Alexander Correctional Institution
- Interactive map of Alexander Correctional Institution
- Location: 633 Old Landfill Road, Taylorsville, North Carolina;
- Status: open
- Security class: close security
- Capacity: 1180
- Opened: April 2004
- Managed by: North Carolina Department of Public Safety

= Alexander Correctional Institution =

State prison in North Carolina

Alexander Correctional Institution (AXCI) is a North Carolina Department of Public Safety state prison for men, located in Taylorsville, North Carolina. The facility opened in 2004 as one of three 1000-bed Close Custody prisons built in the state.

The institution is a Close Custody prison, used mainly for housing felons. Inmates are assigned to one of four internal units: the Blue Unit for transferring prisoners and those with chronic health issues, Red Unit for security risk group and Mental Health prisoners, Green Unit for inmates on internal work assignments, and a Restrictive Housing Unit for disciplinary purposes.

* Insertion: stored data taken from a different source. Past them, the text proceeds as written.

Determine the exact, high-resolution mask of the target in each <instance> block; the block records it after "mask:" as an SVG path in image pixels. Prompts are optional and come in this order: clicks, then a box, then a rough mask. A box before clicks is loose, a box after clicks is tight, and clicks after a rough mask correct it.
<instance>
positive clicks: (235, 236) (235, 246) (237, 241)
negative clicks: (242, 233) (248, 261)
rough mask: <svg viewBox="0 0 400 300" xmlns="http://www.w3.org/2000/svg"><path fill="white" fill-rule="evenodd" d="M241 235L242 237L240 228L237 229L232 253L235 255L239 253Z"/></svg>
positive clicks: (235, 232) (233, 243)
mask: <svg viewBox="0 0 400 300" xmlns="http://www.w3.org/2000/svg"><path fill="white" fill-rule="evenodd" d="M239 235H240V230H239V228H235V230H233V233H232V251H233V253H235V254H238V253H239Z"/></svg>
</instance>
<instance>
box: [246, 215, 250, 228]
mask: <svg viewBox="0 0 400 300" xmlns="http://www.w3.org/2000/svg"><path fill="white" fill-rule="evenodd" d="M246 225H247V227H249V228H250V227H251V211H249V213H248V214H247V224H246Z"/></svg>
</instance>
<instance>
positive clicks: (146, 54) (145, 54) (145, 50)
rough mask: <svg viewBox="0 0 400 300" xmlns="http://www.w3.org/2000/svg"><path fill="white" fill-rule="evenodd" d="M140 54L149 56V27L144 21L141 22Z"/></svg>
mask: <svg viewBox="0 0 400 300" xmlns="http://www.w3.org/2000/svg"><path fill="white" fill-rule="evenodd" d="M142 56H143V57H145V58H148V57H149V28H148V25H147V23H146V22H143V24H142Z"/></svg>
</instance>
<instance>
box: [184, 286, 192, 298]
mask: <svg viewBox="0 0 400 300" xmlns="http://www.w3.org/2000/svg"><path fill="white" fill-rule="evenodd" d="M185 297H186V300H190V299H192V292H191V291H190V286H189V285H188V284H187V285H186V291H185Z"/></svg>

== Treatment of prisoners ==

In August 2008, a prisoner named Timothy Helms claimed that, while in solitary confinement, a beating by corrections officers had left him a brain-damaged quadriplegic. An internal investigation showed various violations of the prison's own standards (Helms had been in restrictive housing for 571 consecutive days, officers had tethered him with a nylon strap similar to a leash, medical attention was delayed until the next day, etc.). No charges were ever filed, although one prison guard resigned after the investigation. Helms died in an extended-care facility in September 2010.

In 2014, two Alexander inmates died within four months. One of these was on March 12, when prisoner Michael Kerr died of dehydration while being transported for medical attention. Seven officers were fired after the event and another two resigned. Kerr's death prompted a federal criminal investigation and the state prison system settling a lawsuit with Kerr's heirs for $2.5 million.

On June 25, 2016, officers found inmate Justin Cauble unresponsive in his cell, dead of an apparent drug overdose.